Most recently, Oprah was a producer and actress in the critically acclaimed feature film Selma, which recounts the struggle to secure voting rights for all people in 1965. Oprah portrayed civil rights activist Annie Lee Cooper.
One of the world's leading philanthropists, Oprah established the Oprah Winfrey Leadership Academy for Girls in South Africa in 2007 for academically gifted girls from disadvantaged backgrounds and graduated its fourth class in 2014. Graduates of the school have continued on to higher education both in South Africa and around the world, including at Stanford University, Spelman College, Smith College, Brown University and others.
Oprah has long believed that education is the door to freedom. Last year she partnered with Starbucks to create Teavana Oprah Chai with 100 percent of her proceeds going to support youth education.
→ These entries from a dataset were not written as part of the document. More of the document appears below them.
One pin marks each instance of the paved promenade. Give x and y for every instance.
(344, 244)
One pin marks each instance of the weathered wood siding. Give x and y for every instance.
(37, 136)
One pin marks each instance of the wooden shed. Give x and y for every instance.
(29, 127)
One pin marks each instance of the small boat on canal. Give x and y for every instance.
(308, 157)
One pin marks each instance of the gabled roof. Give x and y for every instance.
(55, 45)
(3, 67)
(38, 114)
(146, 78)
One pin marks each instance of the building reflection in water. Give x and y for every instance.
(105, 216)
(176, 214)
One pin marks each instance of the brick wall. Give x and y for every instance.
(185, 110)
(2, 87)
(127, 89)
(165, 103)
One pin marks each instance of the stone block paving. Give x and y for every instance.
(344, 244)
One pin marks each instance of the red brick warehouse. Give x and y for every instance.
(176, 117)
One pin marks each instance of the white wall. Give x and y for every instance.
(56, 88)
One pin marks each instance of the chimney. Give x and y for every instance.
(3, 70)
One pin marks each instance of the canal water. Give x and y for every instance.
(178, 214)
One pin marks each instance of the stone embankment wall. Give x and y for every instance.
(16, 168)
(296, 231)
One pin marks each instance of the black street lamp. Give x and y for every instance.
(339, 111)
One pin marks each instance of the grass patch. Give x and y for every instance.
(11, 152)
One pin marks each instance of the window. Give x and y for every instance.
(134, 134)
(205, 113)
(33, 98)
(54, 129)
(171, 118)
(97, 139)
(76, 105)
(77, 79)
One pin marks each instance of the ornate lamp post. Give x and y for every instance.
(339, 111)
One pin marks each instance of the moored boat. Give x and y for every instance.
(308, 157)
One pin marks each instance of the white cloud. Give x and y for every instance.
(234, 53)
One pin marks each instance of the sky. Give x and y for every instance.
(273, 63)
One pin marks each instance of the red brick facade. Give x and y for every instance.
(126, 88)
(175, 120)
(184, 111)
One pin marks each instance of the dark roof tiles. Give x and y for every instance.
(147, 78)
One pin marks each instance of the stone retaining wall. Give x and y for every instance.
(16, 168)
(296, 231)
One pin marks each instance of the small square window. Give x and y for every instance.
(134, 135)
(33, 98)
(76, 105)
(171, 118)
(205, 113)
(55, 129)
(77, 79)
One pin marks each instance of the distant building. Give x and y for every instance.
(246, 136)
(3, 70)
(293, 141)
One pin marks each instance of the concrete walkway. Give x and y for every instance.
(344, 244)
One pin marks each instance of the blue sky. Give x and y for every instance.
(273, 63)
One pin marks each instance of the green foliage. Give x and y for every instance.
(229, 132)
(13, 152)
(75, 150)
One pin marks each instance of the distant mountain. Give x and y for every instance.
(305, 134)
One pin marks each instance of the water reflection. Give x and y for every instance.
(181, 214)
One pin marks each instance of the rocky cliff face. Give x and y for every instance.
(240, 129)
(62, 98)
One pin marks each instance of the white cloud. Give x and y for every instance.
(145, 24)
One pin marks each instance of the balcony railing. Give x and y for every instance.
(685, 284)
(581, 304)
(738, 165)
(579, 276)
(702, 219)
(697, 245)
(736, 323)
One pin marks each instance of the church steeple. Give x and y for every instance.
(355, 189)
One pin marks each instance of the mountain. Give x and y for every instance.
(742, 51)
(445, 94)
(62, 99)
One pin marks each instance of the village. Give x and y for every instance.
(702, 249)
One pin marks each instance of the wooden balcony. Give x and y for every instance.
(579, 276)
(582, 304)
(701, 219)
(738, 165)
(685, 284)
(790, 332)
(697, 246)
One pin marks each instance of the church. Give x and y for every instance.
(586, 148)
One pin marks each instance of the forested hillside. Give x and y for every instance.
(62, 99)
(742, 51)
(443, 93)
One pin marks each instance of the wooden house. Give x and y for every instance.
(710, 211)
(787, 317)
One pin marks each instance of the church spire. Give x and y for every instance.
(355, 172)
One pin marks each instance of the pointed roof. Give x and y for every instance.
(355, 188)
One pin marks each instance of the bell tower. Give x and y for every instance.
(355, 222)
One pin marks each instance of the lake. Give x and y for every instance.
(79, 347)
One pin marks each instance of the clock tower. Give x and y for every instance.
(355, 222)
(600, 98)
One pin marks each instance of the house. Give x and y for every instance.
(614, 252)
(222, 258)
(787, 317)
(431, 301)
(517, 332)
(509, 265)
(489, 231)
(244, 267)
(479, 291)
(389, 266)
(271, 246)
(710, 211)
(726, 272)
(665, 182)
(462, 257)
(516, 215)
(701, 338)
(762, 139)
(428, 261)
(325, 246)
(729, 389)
Oprah will be the sixth person chosen as the Rathbun Visiting Fellow by the Office for Religious Life at Stanford to deliver "Harry's Last Lecture." Previous Rathbun Visiting Fellows were Marian Wright Edelman, president and founder of the Children's Defense Fund; His Holiness the 14th Dalai Lama; George Shultz, former U.S. secretary of state; Sandra Day O'Connor, retired associate justice of the U.S. Supreme Court; and Garry Trudeau, Pulitzer Prize-winning cartoonist.
The Foundation for Global Community established the Fund for Exploring What Leads to a Meaningful Life in honor of Harry and Emilia Rathbun and their legacy of helping students experience personal reflection, thoughtful discussion and a deeper exploration of life's purpose. While the centerpiece of the program is the lecture, the Rathbun Visiting Fellow also spends some time on campus engaged in deeper discussions with smaller groups of students, faculty and staff members in a variety of other programs hosted by the dean for religious life.
Information will be available after Stanford's spring break for students, faculty and staff members interested in attending Oprah's April 20 lecture to enter a lottery for free tickets. A valid Stanford ID will be required.